Phase 4: Claude Code

Claude Code’s superior harness around Sonnet 4.5 helped solve 3 more:

Phase 5: Codex

First time trying Codex with GPT 5.1-codex model - solved 4 more challenges:

Example: Attack Graph Visualization

BoxPwnr generates attack graphs showing the solution path for each challenge. Here’s an example from Blade Master (Coding - Hard):

Attack Graph Example

▶️ Watch the full Blade Master replay

Unsolved Challenges

Unsolved by me:

  • Coordinator - Crypto - Hard
  • The Bank That Breathed Numbers - Blockchain - Hard
  • Secret Meeting - Forensics - Hard (1/5 flags remaining)
  • MirrorPort - Web - Easy (solved by other teams)

Unsolved by all AI agents:

  • Gemsmith - Pwn - Medium
  • Mantra - Pwn - Hard
  • The Bank That Breathed Numbers - Blockchain - Hard

These three were solved by the top human team in the human-only version of the CTF:

Human Team Performance

What Could I Have Done Better?

I was constrained by resources (money and time/health). I took a cautious, progressive approach to avoid burning through budget without significant ROI.

I wasn’t expecting LLMs to solve Hard challenges based on my BoxPwnr experience with HackTheBox machines. But frontier models are improving rapidly - Sonnet 3.7 solved 20% of Cybench 10 months ago, Opus 4.5 now solves 86%. I was too cautious initially. It wasn’t until the last day that I used Codex with GPT 5.1, which solved 2 Hard and 2 Medium challenges.

If I were to do this again, I would:

  • Start all challenge containers at the beginning
  • Run as many parallel runners as there are challenges
  • Execute BoxPwnr, Claude Code, Codex, and Gemini CLI in parallel from the start
  • Be more aggressive with frontier models on Hard challenges

Conclusions

Frontier models are exploding in cyber capabilities.
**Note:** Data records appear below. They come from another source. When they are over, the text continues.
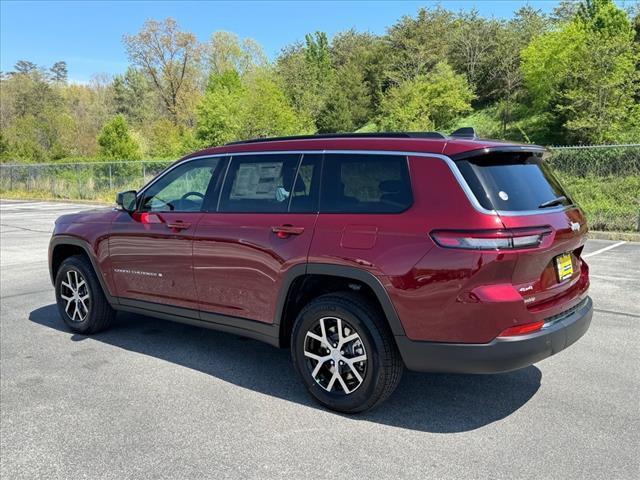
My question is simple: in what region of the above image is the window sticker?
[229,162,282,200]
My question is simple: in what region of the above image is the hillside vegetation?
[0,0,640,163]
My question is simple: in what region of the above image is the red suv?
[49,130,593,412]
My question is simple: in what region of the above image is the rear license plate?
[556,253,573,282]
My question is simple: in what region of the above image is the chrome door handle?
[271,225,304,238]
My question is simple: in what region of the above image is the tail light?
[431,227,551,250]
[498,320,544,337]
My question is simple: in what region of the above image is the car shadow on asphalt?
[29,304,542,433]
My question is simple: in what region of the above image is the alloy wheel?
[60,270,91,322]
[304,317,368,395]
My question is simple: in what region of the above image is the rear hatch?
[456,149,588,314]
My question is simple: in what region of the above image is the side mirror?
[116,190,137,213]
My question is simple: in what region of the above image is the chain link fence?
[0,160,173,202]
[548,144,640,232]
[0,144,640,231]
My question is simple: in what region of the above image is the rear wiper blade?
[538,195,567,208]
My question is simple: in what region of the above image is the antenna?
[450,127,477,139]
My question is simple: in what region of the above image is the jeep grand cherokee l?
[49,131,592,412]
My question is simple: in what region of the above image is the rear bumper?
[396,297,593,373]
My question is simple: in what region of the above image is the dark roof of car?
[185,131,542,159]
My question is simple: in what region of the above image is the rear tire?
[291,293,404,413]
[55,255,115,335]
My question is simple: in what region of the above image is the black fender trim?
[274,263,405,336]
[114,297,280,347]
[49,235,118,306]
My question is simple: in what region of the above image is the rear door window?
[219,154,300,213]
[456,152,572,211]
[320,153,413,213]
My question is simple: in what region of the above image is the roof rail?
[226,132,447,145]
[451,127,478,138]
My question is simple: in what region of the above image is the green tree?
[49,61,68,83]
[241,71,313,138]
[111,67,158,125]
[124,18,201,124]
[378,62,474,131]
[317,62,373,132]
[207,32,268,75]
[385,6,455,84]
[197,70,245,145]
[522,0,640,143]
[98,115,142,160]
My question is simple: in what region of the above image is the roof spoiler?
[450,127,478,139]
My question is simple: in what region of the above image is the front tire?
[291,293,404,413]
[55,255,115,334]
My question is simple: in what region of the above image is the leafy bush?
[98,115,142,160]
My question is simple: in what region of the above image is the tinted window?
[320,154,413,213]
[457,153,571,211]
[289,154,322,213]
[219,154,300,213]
[140,158,220,212]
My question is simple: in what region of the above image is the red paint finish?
[54,134,589,343]
[109,212,202,309]
[193,213,318,323]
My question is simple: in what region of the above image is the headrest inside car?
[378,180,402,193]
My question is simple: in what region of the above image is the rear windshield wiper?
[538,195,567,208]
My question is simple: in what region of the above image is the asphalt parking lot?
[0,201,640,479]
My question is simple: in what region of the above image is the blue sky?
[0,0,588,82]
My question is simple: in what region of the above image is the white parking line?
[582,241,627,258]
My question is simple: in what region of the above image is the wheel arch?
[49,235,118,305]
[274,263,405,346]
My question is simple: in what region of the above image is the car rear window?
[456,152,572,211]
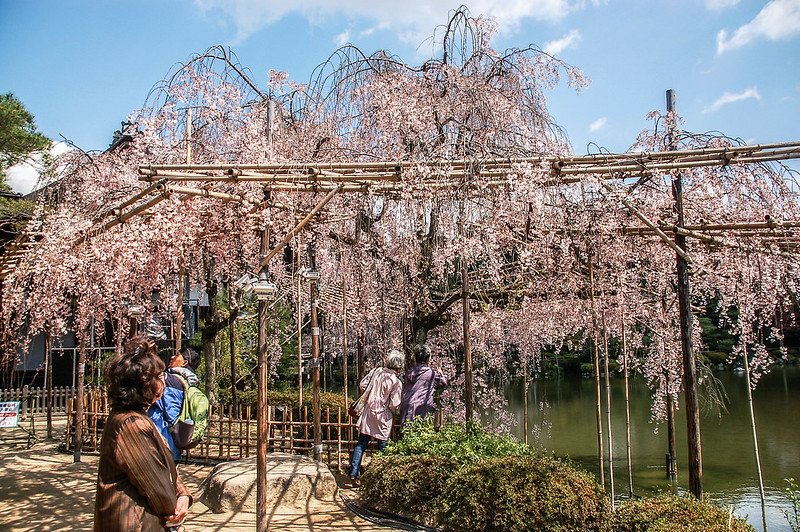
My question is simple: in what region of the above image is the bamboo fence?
[65,388,380,467]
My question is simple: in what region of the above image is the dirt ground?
[0,422,391,532]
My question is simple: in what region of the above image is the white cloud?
[717,0,800,55]
[334,30,350,46]
[194,0,580,44]
[703,87,761,113]
[706,0,739,11]
[544,30,581,55]
[589,116,608,133]
[6,142,72,195]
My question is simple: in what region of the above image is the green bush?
[386,419,534,466]
[359,455,455,524]
[437,456,609,531]
[614,495,755,532]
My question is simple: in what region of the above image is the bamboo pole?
[228,281,238,412]
[294,244,303,406]
[309,270,322,462]
[667,89,703,500]
[461,247,474,421]
[600,307,616,512]
[620,306,633,499]
[742,336,767,532]
[589,252,606,489]
[72,330,89,462]
[342,274,350,405]
[256,229,269,532]
[256,188,339,273]
[44,327,53,440]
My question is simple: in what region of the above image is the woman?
[94,335,192,532]
[350,349,403,488]
[400,345,447,427]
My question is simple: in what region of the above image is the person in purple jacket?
[400,345,447,427]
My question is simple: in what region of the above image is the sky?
[0,0,800,193]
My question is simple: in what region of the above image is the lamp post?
[298,268,322,462]
[125,303,144,338]
[234,270,278,532]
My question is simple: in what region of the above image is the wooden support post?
[256,230,269,532]
[44,329,53,440]
[461,256,474,421]
[620,312,633,499]
[589,251,606,489]
[742,330,767,532]
[342,276,350,405]
[228,280,238,412]
[600,314,616,512]
[667,89,703,500]
[172,259,186,355]
[311,272,322,462]
[72,329,89,462]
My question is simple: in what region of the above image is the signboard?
[0,401,19,428]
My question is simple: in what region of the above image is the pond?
[506,367,800,532]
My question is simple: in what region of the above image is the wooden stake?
[667,89,703,500]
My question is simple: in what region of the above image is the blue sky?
[0,0,800,189]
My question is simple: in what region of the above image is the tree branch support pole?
[620,307,633,499]
[600,314,616,511]
[742,332,767,532]
[72,329,89,462]
[589,251,606,489]
[256,230,269,532]
[310,255,322,462]
[667,89,703,500]
[172,260,185,355]
[44,329,53,440]
[342,276,350,407]
[461,256,473,421]
[228,279,238,419]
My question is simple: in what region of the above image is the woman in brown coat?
[94,335,192,532]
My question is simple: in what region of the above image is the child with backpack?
[148,347,208,462]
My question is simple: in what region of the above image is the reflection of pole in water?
[522,355,528,445]
[742,330,767,532]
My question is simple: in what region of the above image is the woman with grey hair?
[349,349,405,488]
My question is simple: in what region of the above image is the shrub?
[614,495,755,532]
[437,456,609,531]
[386,419,533,465]
[359,455,455,524]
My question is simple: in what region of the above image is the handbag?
[347,370,375,419]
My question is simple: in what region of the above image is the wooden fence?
[0,386,77,419]
[66,389,378,466]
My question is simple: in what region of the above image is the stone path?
[0,420,392,532]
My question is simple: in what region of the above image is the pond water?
[506,367,800,532]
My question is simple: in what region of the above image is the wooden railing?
[66,389,382,465]
[0,386,77,419]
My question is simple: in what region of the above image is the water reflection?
[507,367,800,532]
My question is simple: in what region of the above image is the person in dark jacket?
[94,335,192,532]
[147,347,200,462]
[400,345,447,426]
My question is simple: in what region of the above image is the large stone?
[200,453,338,512]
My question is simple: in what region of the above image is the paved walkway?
[0,421,392,532]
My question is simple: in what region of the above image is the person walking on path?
[147,347,200,462]
[94,335,192,532]
[400,345,447,427]
[349,349,403,488]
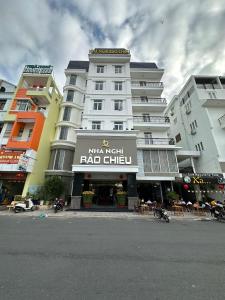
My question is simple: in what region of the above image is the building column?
[127,173,138,210]
[70,173,84,209]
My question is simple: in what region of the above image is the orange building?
[0,65,62,197]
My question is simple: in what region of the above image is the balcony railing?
[131,81,163,88]
[137,138,175,145]
[134,116,170,124]
[218,115,225,126]
[132,97,166,104]
[11,136,30,142]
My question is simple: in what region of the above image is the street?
[0,216,225,300]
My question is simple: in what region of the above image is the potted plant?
[116,192,127,207]
[82,191,94,208]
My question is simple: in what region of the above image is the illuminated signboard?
[23,65,53,74]
[90,48,130,54]
[183,173,224,184]
[74,136,137,165]
[0,150,24,164]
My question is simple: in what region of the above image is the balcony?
[218,115,225,129]
[132,97,167,112]
[133,115,170,131]
[26,87,52,106]
[137,138,175,148]
[131,81,163,97]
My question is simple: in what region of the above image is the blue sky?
[0,0,225,100]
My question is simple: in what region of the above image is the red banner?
[0,150,25,164]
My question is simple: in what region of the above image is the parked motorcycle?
[154,208,170,223]
[53,200,64,213]
[14,198,35,213]
[213,205,225,221]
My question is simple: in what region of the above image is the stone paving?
[0,209,214,221]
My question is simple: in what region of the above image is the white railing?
[131,81,163,88]
[132,97,167,104]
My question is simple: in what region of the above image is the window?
[66,90,74,102]
[69,74,77,85]
[53,149,65,170]
[115,66,122,74]
[93,100,102,110]
[28,128,33,139]
[144,132,153,145]
[175,133,181,143]
[95,81,103,91]
[114,100,123,111]
[141,96,148,102]
[16,100,31,111]
[0,99,6,110]
[208,92,216,99]
[59,126,68,140]
[63,106,72,121]
[113,122,123,130]
[18,127,24,137]
[115,81,123,91]
[92,121,101,130]
[143,114,150,122]
[4,123,13,138]
[97,66,104,73]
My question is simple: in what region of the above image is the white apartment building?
[48,48,178,209]
[166,76,225,173]
[0,79,16,147]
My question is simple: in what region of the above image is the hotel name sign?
[90,48,130,54]
[23,65,53,74]
[74,136,137,165]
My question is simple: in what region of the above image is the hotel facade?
[46,48,179,209]
[0,65,62,198]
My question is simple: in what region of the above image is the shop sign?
[0,150,24,164]
[183,173,224,185]
[90,48,129,54]
[23,65,53,74]
[74,136,137,165]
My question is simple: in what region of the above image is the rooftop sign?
[90,48,130,55]
[23,65,53,74]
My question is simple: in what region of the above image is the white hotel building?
[47,48,179,209]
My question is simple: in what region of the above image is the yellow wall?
[22,77,62,196]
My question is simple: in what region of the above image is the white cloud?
[0,0,225,98]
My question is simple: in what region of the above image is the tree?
[44,176,64,200]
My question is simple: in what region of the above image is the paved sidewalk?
[0,209,213,221]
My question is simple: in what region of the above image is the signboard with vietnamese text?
[74,136,137,166]
[0,150,24,164]
[23,65,53,74]
[90,48,130,55]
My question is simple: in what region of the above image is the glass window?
[63,106,72,121]
[53,149,65,170]
[66,90,74,102]
[69,74,77,85]
[114,100,123,111]
[4,123,13,138]
[115,81,123,91]
[92,121,101,130]
[144,132,153,145]
[0,99,6,110]
[113,122,123,130]
[93,100,102,110]
[59,126,68,140]
[115,66,122,74]
[95,81,103,91]
[16,100,31,111]
[97,66,104,73]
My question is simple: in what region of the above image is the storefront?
[71,133,138,209]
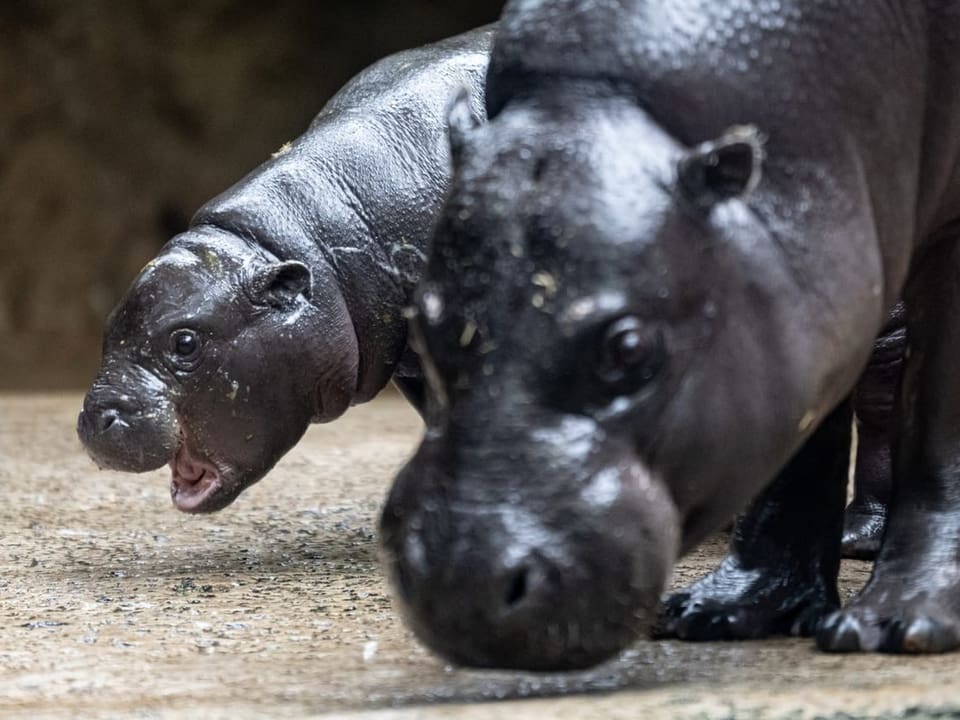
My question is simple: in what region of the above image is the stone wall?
[0,0,502,389]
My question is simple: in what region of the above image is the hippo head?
[78,226,358,512]
[381,92,829,670]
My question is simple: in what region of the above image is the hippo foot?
[817,574,960,653]
[841,506,886,560]
[652,555,839,641]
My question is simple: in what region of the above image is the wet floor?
[0,395,960,720]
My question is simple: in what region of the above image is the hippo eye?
[170,329,200,365]
[597,315,665,385]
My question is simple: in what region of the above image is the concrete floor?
[0,395,960,720]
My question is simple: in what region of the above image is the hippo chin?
[381,0,960,670]
[78,27,493,512]
[79,231,359,512]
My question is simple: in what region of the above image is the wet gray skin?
[78,28,492,512]
[381,0,960,670]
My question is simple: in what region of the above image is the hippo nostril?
[99,408,120,432]
[503,568,528,608]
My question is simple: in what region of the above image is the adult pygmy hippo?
[381,0,960,669]
[78,27,492,512]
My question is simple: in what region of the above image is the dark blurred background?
[0,0,503,390]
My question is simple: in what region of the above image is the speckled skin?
[78,27,492,512]
[381,0,960,669]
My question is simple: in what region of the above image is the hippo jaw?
[77,227,358,513]
[380,420,680,671]
[169,441,227,513]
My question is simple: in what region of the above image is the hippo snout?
[381,458,677,671]
[77,376,177,472]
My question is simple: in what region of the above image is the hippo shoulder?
[311,25,496,128]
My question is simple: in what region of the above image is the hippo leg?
[654,400,852,640]
[817,250,960,653]
[842,303,907,560]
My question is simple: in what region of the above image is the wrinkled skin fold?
[381,0,960,670]
[77,27,492,512]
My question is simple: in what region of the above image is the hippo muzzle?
[380,420,679,671]
[77,365,178,472]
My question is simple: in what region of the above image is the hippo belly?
[381,0,960,670]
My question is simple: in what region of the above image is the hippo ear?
[447,87,483,165]
[677,125,763,208]
[246,260,313,307]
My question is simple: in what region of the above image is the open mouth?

They’re proficient across all CTF challenge types. While they might struggle with Pwn challenges due to inadequate tooling (verbose gdb output consuming context), models are getting better at context management - being smart about extracting information efficiently without burning through tokens.

The gap between AI and human capabilities in offensive security is closing faster than expected.


All traces, reports, and interactive replays are available in the BoxPwnr-Attempts repository.